The way it feels to me is that Framework actually cares about the principles it espouses at its core which is reflected in their design decisions, whereas Fairphone merely decided to target an underserved niche within the context of capitalism.
Don’t get me wrong, Framework has their own issues, and I’m well aware of the problems that phone manufacturers face when it comes to hardware not being as interchangeable, but FP really hasn’t done anything on the hardware side to make uplifting a current phone viable.
Something like keeping the same battery form factor so a higher energy density chemistry for the newer generation could be used on an older generation for example.
A whole lot of important things used to run on mechanical control systems.

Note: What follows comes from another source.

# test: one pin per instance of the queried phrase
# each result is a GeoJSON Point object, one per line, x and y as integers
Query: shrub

Someone with a modicum of mechanical talent and a box of simple hand tools could disassemble most of them and figure out how they work. Repairs were generally possible, and if original parts weren’t available, there was a good chance of being able to improvise something in a home workshop or by paying a local machine shop. Modifications were also possible.
Making everything with a computer in it locked down and proprietary was a choice.
Isn’t that mostly just reverse engineering though? The tools for doing that are available, hence why open source support for phones exist at all, the technology is just a lot more complex.
Yes, but there were ways to discourage tinkering like using uncommon or proprietary fasteners. They were rarely employed. The digital equivalents are common.